Westlake University was ranked 52nd in China and 124th globally in Nature Index 2025.

==== Academic Ranking of World Universities (Shanghai Ranking) ====

| Year | Rank | Valuer |
|---|---|---|
| 2023 | 501-600 | Academic Ranking of World Universities |
| 2024 | 501-600 | Academic Ranking of World Universities |
| 2025 | 301-400 | Academic Ranking of World Universities |

==== Nature Index ====
Nature Index tracks the affiliations of high-quality scientific articles and presents research outputs by institution and country on monthly basis.

| Year | Rank | Valuer |
|---|---|---|
| 2021 | 84 | Nature Index 2021 Young Universities (Leading 150 Young Universities) |
| 2023 | 265 | Nature Index - Academic Institutions - Global |
| 2023 | 74 | Nature Index - Academic Institutions - China |
| 2025 | 124 | Nature Index - Academic Institutions - Global |
| 2025 | 52 | Nature Index - Academic Institutions - China |

==== U.S. News & World Report Best Global Universities Ranking ====

| Year | Rank | Valuer |
|---|---|---|
| 2025 | 308 | U.S. News & World Report Best Global University Ranking |

== Campus and Campus Life ==
Westlake University is located in Xihu District, Hangzhou, Zhejiang Province in China.

=== Yungu Campus ===

The Yungu Campus is located in the Yungu Block of Zijingang Science and Technology City in Xihu District. The circular center of the campus is the "academic loop" for the university's administrative and academic heart, including a large "c"-shaped faculty building. The "residential loop" fills the campus perimeter, and contains residences and other personnel support facilities. The loops are separated by a moat crossed by 12 bridges.

=== Yunqi Campus ===

The Yunqi Campus is located in Yunqi Town, in the southern part of Xihu District of Hangzhou, Zhejiang Province, China. This interim campus satisfies the basic needs of Westlake University in its initial stages.

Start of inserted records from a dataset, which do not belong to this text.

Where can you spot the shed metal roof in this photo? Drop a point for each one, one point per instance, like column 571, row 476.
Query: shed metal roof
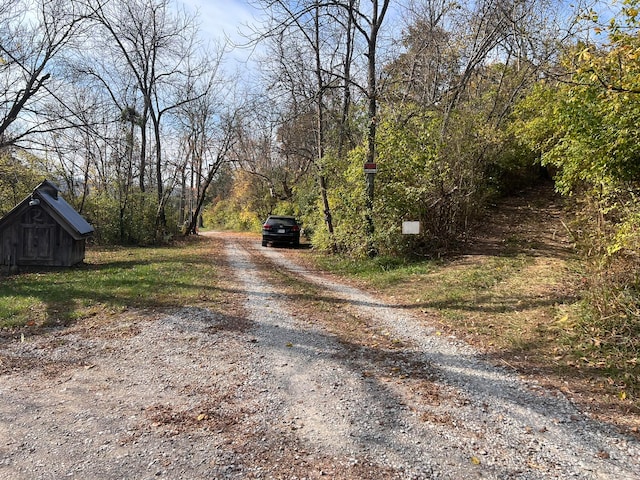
column 64, row 213
column 62, row 208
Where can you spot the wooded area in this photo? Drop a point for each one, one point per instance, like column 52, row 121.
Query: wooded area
column 137, row 119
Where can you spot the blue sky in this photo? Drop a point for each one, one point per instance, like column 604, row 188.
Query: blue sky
column 221, row 18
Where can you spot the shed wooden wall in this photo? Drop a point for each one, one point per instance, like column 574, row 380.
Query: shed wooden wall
column 32, row 237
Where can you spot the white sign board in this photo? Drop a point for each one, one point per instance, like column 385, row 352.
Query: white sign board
column 411, row 228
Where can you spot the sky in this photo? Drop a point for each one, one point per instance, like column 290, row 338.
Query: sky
column 220, row 19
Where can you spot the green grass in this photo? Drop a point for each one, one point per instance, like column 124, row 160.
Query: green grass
column 111, row 280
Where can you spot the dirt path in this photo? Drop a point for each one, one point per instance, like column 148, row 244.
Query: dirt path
column 271, row 390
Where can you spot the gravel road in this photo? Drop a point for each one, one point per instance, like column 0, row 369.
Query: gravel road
column 268, row 392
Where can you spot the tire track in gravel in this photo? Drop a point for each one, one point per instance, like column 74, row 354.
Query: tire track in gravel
column 501, row 427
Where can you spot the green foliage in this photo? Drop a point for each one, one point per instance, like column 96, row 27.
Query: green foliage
column 430, row 173
column 133, row 225
column 17, row 180
column 588, row 130
column 244, row 209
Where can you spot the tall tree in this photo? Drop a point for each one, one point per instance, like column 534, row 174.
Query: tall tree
column 33, row 36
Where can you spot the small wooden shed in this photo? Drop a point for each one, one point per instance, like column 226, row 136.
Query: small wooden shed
column 43, row 230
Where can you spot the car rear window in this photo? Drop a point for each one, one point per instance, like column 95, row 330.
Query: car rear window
column 281, row 221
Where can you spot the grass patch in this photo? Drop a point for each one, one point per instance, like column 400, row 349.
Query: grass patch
column 112, row 279
column 524, row 310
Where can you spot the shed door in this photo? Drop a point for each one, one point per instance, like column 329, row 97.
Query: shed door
column 38, row 242
column 38, row 236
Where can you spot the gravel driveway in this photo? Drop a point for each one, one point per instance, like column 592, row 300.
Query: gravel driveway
column 268, row 392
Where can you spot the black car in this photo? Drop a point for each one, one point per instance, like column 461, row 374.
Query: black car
column 281, row 229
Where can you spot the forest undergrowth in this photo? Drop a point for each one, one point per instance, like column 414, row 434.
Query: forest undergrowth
column 521, row 290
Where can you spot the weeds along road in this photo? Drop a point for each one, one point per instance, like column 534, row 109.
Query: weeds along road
column 304, row 377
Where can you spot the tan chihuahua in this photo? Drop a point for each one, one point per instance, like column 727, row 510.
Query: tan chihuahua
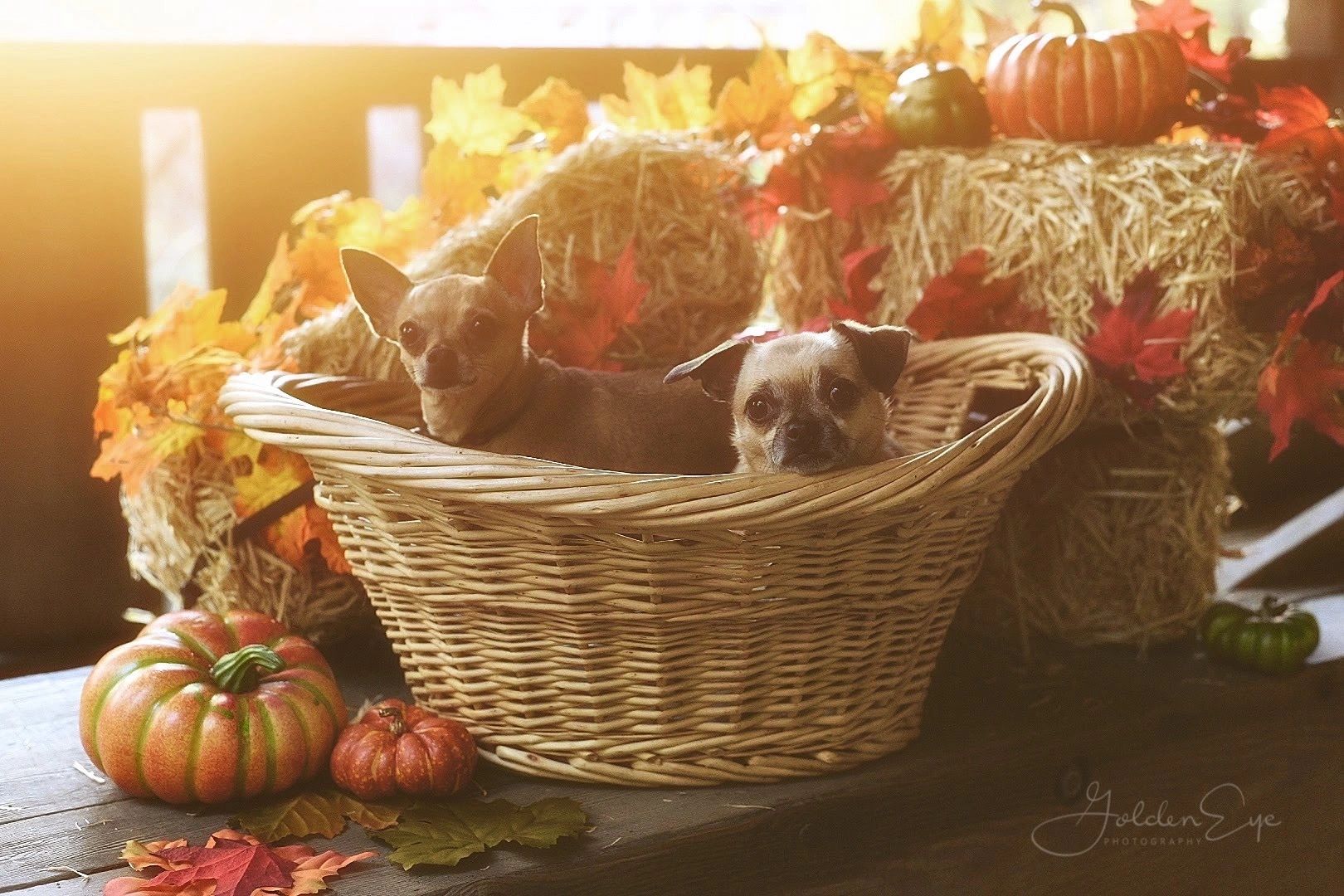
column 464, row 342
column 810, row 402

Covering an area of 11.5 acres with a total construction space of 106,000 m^{2}, the Yunqi Campus consists of four research buildings, one administrative building and two student residence halls, which were put into operation in March 2017. The Yunqi Campus features a small sports field with a basketball court and fitness equipment, a gym, a two-floor dining hall, a café and a campus store. Furthermore, a running track along the campus border has been laid in 2019. Regular leisure activities are organized by different clubs, the Union of Faculty and Staff and the Office of Academic Services and Student Affairs.